Walk A Mile In Their Shoes

Walk a Mile in Their Shoes (Or if they can’t walk, share their story) With only a small amount of effort, sometimes I can feel sorry for myself: This, that didn’t work as I wanted. A stumble here, a fall there, a dog bite on a morning walk. Little things which are nothing really—minor glitches. Which I can magnify. Then I read the marvelous A Certain Loneliness: A Memoir by Sandra Gail Lambert. I met Sandra Lambert, briefly, at a talk she gave. We talked a bit about Diana Athill, Somewhere Towards The End, the English writer, who died recently at age 101 still working. Both of us impressed.


Somewhere Towards The End

I told Sandra Lambert that I loved the title of her book, and would get it from our library (managing not to say that I no longer buy books until I’ve read them and know I want them). I will buy A Certain Loneliness, and not totally for the beautiful language of feeling.
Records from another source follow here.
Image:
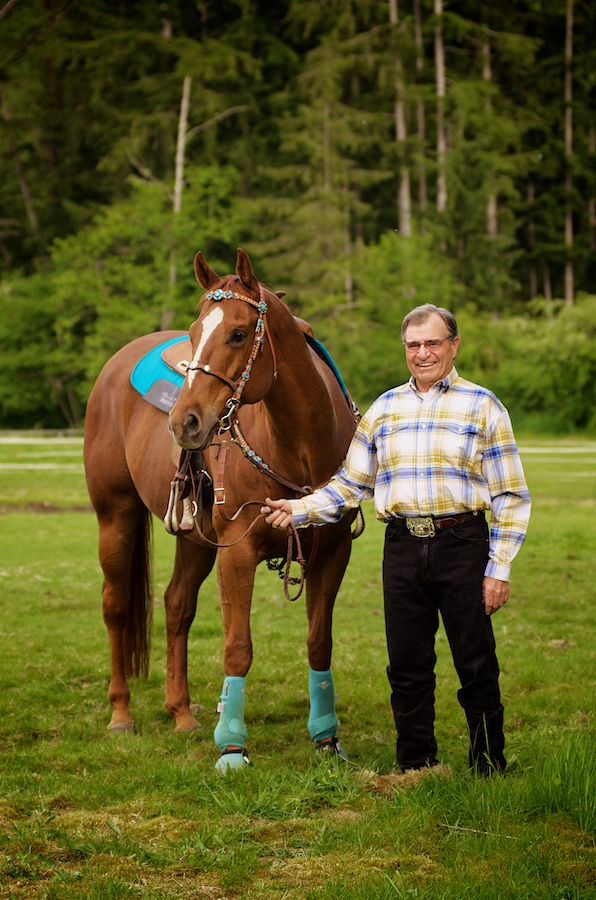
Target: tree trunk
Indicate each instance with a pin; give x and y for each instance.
(440, 82)
(492, 223)
(568, 155)
(532, 242)
(403, 195)
(167, 315)
(18, 168)
(420, 117)
(592, 199)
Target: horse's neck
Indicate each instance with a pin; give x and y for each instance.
(308, 423)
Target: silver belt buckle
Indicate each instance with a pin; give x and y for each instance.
(421, 527)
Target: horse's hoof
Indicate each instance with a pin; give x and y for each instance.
(122, 728)
(331, 747)
(231, 760)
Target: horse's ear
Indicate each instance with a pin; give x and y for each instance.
(244, 271)
(205, 275)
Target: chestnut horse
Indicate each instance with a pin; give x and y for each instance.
(253, 386)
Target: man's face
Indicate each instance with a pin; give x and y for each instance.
(429, 365)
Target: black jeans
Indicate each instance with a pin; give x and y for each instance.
(422, 577)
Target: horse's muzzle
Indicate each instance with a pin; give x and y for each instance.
(190, 431)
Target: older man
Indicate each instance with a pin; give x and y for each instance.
(436, 453)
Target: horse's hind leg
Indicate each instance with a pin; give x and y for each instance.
(322, 587)
(193, 564)
(124, 554)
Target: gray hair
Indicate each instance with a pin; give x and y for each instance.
(422, 313)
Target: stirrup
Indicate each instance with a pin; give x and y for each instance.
(332, 747)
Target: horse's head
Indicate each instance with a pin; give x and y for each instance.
(232, 361)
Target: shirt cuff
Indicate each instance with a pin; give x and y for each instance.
(500, 571)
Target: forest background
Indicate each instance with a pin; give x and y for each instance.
(369, 155)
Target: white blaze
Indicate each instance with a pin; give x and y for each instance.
(210, 323)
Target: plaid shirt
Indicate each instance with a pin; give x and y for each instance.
(448, 451)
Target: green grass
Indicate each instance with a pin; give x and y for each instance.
(84, 815)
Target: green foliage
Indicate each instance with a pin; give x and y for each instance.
(291, 152)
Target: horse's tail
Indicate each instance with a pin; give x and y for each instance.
(140, 608)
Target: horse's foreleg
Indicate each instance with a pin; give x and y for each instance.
(322, 587)
(192, 565)
(124, 558)
(236, 580)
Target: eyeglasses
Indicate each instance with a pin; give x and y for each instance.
(433, 344)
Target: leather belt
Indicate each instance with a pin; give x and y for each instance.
(428, 526)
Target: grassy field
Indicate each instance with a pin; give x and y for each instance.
(83, 815)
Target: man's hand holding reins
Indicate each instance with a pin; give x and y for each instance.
(278, 513)
(495, 594)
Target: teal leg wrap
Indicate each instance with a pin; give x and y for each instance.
(322, 721)
(231, 730)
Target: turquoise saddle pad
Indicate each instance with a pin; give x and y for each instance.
(155, 380)
(160, 385)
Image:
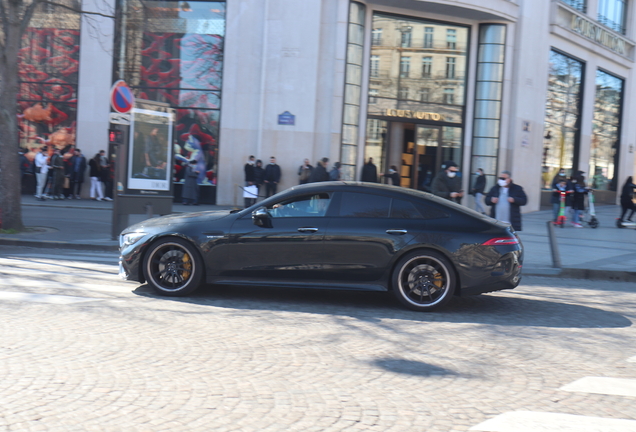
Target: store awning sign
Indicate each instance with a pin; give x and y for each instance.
(286, 118)
(122, 98)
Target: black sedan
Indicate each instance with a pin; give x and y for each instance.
(333, 235)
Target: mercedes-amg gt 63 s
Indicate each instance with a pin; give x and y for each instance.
(330, 235)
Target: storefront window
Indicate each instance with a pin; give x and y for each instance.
(174, 54)
(562, 117)
(48, 79)
(604, 153)
(612, 13)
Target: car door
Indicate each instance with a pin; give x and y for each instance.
(287, 245)
(362, 239)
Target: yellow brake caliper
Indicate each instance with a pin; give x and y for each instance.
(187, 266)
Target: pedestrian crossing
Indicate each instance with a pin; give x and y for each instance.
(532, 421)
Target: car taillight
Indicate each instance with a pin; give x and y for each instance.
(501, 241)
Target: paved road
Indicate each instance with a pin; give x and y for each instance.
(82, 350)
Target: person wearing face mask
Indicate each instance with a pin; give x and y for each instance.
(505, 200)
(447, 184)
(478, 190)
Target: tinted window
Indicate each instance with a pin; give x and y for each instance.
(404, 210)
(305, 206)
(364, 205)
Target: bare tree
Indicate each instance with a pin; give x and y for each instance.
(15, 17)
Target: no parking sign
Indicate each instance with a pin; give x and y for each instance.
(121, 97)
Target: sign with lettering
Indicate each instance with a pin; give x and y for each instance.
(421, 115)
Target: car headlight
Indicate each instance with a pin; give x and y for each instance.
(130, 238)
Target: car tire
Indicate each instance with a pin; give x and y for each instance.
(424, 280)
(173, 267)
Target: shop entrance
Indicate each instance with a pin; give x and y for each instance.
(416, 150)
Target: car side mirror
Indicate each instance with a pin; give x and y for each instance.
(260, 216)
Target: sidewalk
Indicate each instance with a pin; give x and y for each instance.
(606, 252)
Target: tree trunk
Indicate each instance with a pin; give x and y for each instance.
(10, 177)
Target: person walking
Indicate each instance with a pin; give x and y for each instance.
(78, 168)
(478, 190)
(41, 171)
(334, 174)
(304, 172)
(578, 198)
(506, 199)
(57, 165)
(393, 175)
(96, 175)
(627, 199)
(272, 177)
(319, 173)
(369, 172)
(190, 193)
(446, 184)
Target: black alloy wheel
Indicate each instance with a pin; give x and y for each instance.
(173, 267)
(424, 280)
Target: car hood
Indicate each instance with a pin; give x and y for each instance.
(178, 219)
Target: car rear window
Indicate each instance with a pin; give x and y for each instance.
(401, 209)
(364, 205)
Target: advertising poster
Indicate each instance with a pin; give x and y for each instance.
(150, 155)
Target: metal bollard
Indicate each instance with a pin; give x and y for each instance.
(554, 247)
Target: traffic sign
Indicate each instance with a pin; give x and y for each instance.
(121, 97)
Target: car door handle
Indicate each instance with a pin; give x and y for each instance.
(307, 229)
(398, 232)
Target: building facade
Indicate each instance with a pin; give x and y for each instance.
(518, 85)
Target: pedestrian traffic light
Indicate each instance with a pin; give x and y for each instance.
(114, 136)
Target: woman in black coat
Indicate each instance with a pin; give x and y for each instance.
(627, 196)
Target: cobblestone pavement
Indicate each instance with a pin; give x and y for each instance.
(82, 350)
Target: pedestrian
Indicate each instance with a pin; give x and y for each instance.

But so I can reread a closing chapter about camping and kayaking, alone, in the Okefenokee. And especially for the Everglades’ Flamingo Campground chapter. It’s way, way early on a New Year morning. And this handicapped-from-childhood lone woman makes her determined way to greet the rise of the sun, alone in a kayak, out in the bay. Just Sandra Gail Lambert and her magnificent courage to get herself there and back to her wheelchair and campsite. Talk about taking what you have and making the most of it. I am privileged to share.